Just another Perl Hacker, Fernando (SmokeMachine)

2018-06-28 18:48 GMT-03:00 Zoffix Znet [email protected]:

Is $/ lexical or dynamic?

This says dynamic:

<Zoffix_> m: say $/.VAR.dynamic rakudo-moar 587cd4f9e: OUTPUT: «True␤»

So, shouldnt it be called $*/? are there another dynamic vars that does not use the *?

So I'd expect this:

<Zoffix_> m: use MONKEY; augment class Str { method s (\re, \b) { $/ := "foos"; dd b.() } }; $/ := "meows"; "foo".s: /o(o)/, -> { $/ ~ "g" }; rakudo-moar 587cd4f9e: OUTPUT: «"meowsg"␤»

To work like this:

<Zoffix_> m: use MONKEY; augment class Str { method s (\re, \b) { my $*z := "foos"; dd b.() } }; my $*z := "meows"; "foo".s: /o(o)/, -> { $*z ~ "g" }; rakudo-moar 587cd4f9e: OUTPUT: «"foosg"␤»

Is the optimizer converting the $/ to lexical overeagerly in this context, perhaps?

— You are receiving this because you are subscribed to this thread. Reply to this email directly, view it on GitHub https://github.com/rakudo/rakudo/issues/1235#issuecomment-401183774, or mute the thread https://github.com/notifications/unsubscribe-auth/AAGF-i73ArcmEDVmYhORg9dTQClhAPrFks5uBU8kgaJpZM4QSbwA .

FCO avatar Jun 28 '18 22:06 FCO

FWIW, this is still an issue:

$/ := "meow"; "42".subst: /(\d)/, { $0 * 2 }'
# Cannot convert string to number: base-10 number must begin with valid digits or '.' in '⏏meow' (indicated by ⏏)

lizmat avatar Oct 01 '24 10:10 lizmat

I've found that using the callers $/ makes $/-related operators thread-unsafe: say (^1000).race.map({ S/ (.*) /$0/ }).unique.elems # prints something like 856 This can be fixed by declaring $/ in a lexical scope: say (^1000).race.map({ my $/; S/ (.*) /$0/ }).unique.elems # prints 1000

fingolfin0 avatar May 22 '25 18:05 fingolfin0

Could we automatically insert a lexical definition for $/ whenever the compiler encounters a scoped regex?

ab5tract avatar May 28 '25 15:05 ab5tract

@ab5tract: I seem to remember that that is not generally an option, because of some other magic $/ shenanigans

lizmat avatar May 28 '25 15:05 lizmat

@ab5tract: I seem to remember that that is not generally an option, because of some other magic $/ shenanigans

Maybe we could add a new adverb that sacrifices the other magic and shenanigans for the safety of a guaranteed lexical $/ ?

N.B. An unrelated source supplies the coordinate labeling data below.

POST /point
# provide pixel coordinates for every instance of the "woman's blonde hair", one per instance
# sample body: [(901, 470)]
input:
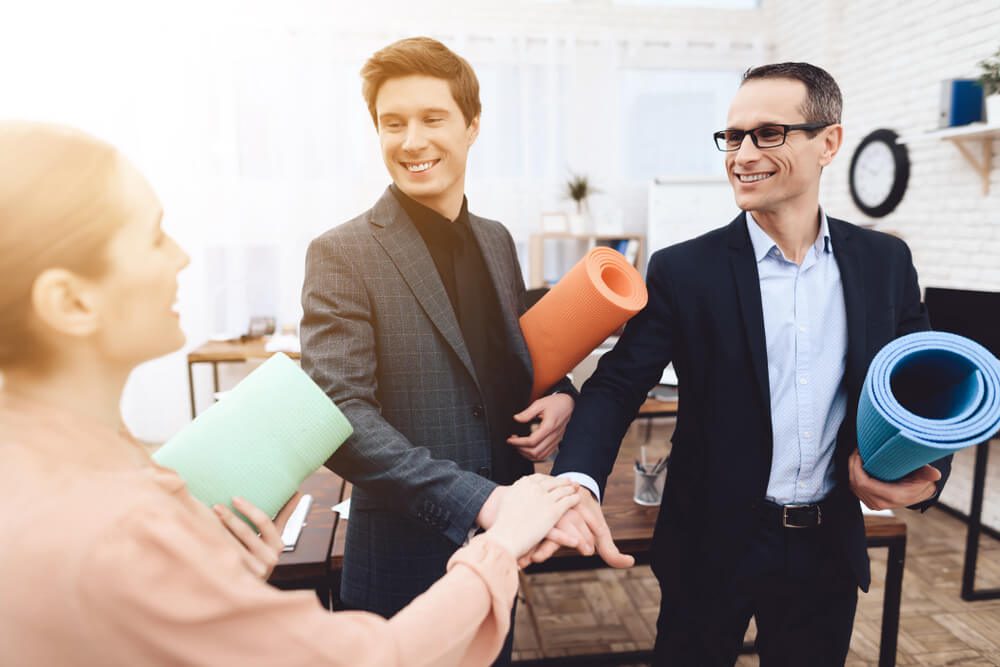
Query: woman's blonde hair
[(60, 205)]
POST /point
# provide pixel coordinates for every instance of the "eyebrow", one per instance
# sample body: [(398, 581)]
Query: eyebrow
[(392, 114)]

ab5tract avatar May 30 '25 21:05 ab5tract

Where would you apply such an adverb?

lizmat avatar May 30 '25 22:05 lizmat

Where would you apply such an adverb?

Where all other regex adverbs go?

ab5tract avatar Jun 04 '25 13:06 ab5tract

The adverb wouldn't solve the thread safety issue as that stems from users not thinking about $/ at all when running threaded regex code. If they don't think about $/ they won't know that they need to add that adverb.

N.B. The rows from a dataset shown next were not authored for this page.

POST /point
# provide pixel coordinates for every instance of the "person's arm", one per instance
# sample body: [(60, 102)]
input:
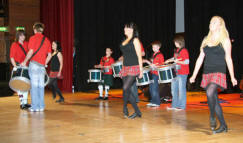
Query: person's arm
[(228, 59), (28, 56), (60, 58), (137, 46), (197, 66)]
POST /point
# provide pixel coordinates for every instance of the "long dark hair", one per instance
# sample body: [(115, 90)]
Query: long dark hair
[(59, 48), (18, 34), (135, 29)]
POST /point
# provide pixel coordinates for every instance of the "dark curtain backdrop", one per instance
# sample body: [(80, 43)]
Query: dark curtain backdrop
[(197, 17), (99, 24), (57, 15)]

I think the only way out here is to get rid of the magic $/ shenanigans in the first place. Setting some magic variable in the caller's scope is just fundamentally incompatible with multi threading. We'd need to look at what this mechanism is used for and find other solutions for the original problems that it solves.

niner avatar Jun 04 '25 13:06 niner